What the Court Really Said

John Paul Stevens
John Paul Stevens; drawing by David Levine

The Supreme Court has finally and decisively rejected the Bush administration’s outrageous claim that the President has the power to jail people he accuses of terrorist connections without access to lawyers or the outside world and without any possibility of significant review by courts or other judicial bodies.1 The Court’s long-awaited decisions, announced on June 28, have been widely hailed by editorial writers as an important defeat for the administration and a significant victory for civil and human rights. These commentators may have exaggerated the practical impact of the decisions, however. Though the Court did insist that even in war executive detention of suspected enemy combatants must be subject to some form of review by a neutral tribunal, it suggested rules of procedure for any such review that omit important traditional protections for people accused of crimes. The government may well be able to satisfy the Court’s lenient procedural standards without actually altering its morally dubious detention policies.

But in the longer run, the Court’s decisions might prove to have a more profound impact, because the justices’ arguments provide the legal basis for a much more powerful conclusion than the Court itself drew—that the Constitution does not permit the government to hold suspected enemy combatants or terrorists indefinitely without charging and convicting them of crimes, according them all the traditional protections of our criminal law process, unless they are treated in effect as prisoners of war. They would then have the benefits and protections allowed by international law, including the Geneva Conventions.

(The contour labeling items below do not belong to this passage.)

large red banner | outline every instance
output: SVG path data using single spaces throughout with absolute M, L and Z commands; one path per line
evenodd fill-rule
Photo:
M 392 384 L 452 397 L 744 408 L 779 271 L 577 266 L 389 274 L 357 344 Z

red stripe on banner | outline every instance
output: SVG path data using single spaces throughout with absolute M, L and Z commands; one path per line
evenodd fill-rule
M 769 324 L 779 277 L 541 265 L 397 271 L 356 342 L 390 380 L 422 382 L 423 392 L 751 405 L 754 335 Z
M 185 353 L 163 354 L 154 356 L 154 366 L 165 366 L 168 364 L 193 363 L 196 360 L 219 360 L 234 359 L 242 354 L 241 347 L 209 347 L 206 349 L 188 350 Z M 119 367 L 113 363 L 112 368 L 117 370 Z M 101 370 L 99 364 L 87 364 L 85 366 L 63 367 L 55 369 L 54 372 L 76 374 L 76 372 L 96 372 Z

Forcing the government to make that choice would indeed require it drastically to change its treatment of detainees. International law forbids the coercive interrogation of prisoners of war, but the Bush administration now claims the right to subject its detainees to interrogation that is not only coercive but is often, as we now know, reinforced by humiliating and beating them as well as by subjecting them to relentless questioning, sleep and sensory deprivation, waterboarding, and other forms of torture.2 Here I will review the Court’s three decisions in order to identify both the risk that they will be interpreted to permit the administration to continue violating human rights and the possibility that one day they will be understood as forcing the government to respect those rights.

1.

Hamdi v. Rumsfeld

Yasir Esam Hamdi is a twenty-four-year-old American citizen who was born in Louisiana, raised in Saudi Arabia, and captured in Afghanistan in 2001 by forces of the Afghan Northern Alliance fighting the Taliban. He was turned over to the American army. The government sent him to Guantánamo Bay but then, on discovering his citizenship, transferred him first to a military prison in Virginia and then to a naval brig in South Carolina, where he has remained for more than two years incommunicado and, until recently, with no access to a lawyer.